With the broad bald face of a yellowish owl Doc Appleton peered out of his office. “Peter,” he said, and like a ray of sunlight the old man’s kindness and competence pierced the morbid atmosphere of his house. Though Doc Appleton delivered me, I first remembered him from a time when I was in the third grade and, worried about my parents’ fights, bullied by older boys coming back from school, ridiculed at recess for my skin whose spots under the stress had spread to my face, I came down with a cold that did not go away. We were poor and therefore slow to call a doctor. On the third day of my fever they called him. I remember I was propped up on two pillows in my parents’ great double bed. The wallpaper and bedposts and picture books on my covers beside me all wore that benevolent passive flatness that comes with enough fever; no matter how I wiped and swallowed, my mouth stayed dry and my eyes stayed moist. Sharp footsteps disciplined the stairs and a fat man wearing a brown vest and carrying a fat brown bag entered with my mother. He glanced at me and turned to my mother and in an acid country voice asked, “What have you been doing to this child?”

There were two strange facts about Doc Appleton: he was a twin, and like me he had psoriasis. His twin was Hester Appleton, who taught Latin and French at the high school. She was a shy thick-waisted spinster, smaller than her brother and gray-haired whereas he was bald. But their brief hook noses were identical and the resemblance was plain. The idea, when I was a child, of these two stately elderly people having popped together from the same mother had an inexhaustible improbability that made them both seem still, in part, infants. Hester lived with the doctor in this house. He had married but his wife had died or disappeared years ago under dark circumstances. He had had a son, Skippy, years older than I but like me an only child; my father had had him in school and the boy had gone on to become a surgeon somewhere in the Midwest, in Chicago, St. Louis, or Omaha.’ Across the mysterious fate of Skippy’s mother there lay this further shadow: Doc Appleton be longed to no church, neither Reformed nor Lutheran, and believed, they said, in nothing. This third strange fact I had picked out of the air. The second, his psoriasis, my mother had revealed to me; until I was born only he and she in the town had been blighted by it.

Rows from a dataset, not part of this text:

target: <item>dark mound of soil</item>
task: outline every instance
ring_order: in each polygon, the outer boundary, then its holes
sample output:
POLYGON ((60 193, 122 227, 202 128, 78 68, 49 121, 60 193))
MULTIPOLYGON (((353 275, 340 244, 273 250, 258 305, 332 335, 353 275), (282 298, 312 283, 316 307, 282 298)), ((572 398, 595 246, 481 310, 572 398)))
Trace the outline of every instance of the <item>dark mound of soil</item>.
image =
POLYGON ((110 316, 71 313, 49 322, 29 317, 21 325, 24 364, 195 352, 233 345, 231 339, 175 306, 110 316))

It had kept him, my mother said, from becoming a surgeon, for when the time came for him to roll up his sleeves, the pink scabs would be revealed and the patient on the table in fright might cry, “Physician, heal thyself!” It was a pity, my mother thought, for in her opinion Doc Appleton’s great talent lay in his hands, was manipulative rather than diagnostic. She often described how he had painted and cured a chronic sore throat of hers with one fierce expert swab of a long cotton-tipped stick. She seemed to have thought, at one time in her life, a lot about Doc Appleton.

Now he stooped toward me in the dimness of his waiting-room, his pale round face straining to focus on my brow. He said, “Your skin looks fair.”

“It’s not too bad yet,” I said. “It’s worst in March and April.”

“Very little on your face,” he said. I had thought there was none. He seized my hands-I felt that fierce sureness of touch my mother had felt-and studied my fingernails in the light filtering from the brighter room. “Yes,” he said, “Stippled. Your chest?”

“Pretty bad,” I said, frightened I would have to show him.

He blinked massively and dropped my hands. He was wearing a vest but not a coat and his shirtsleeves above the elbow were clipped by black elastics like narrow bands of mourning. A gold watch-chain formed a shifting pendulous arc across the brown vest of his belly. He wore a stethoscope around his neck. He switched on a light, and an overhead chandelier of brown and orange glass held together by black leading plunged pools of shine onto the wash of magazines on the central table. “You read, Peter, while I finish with your Dad.”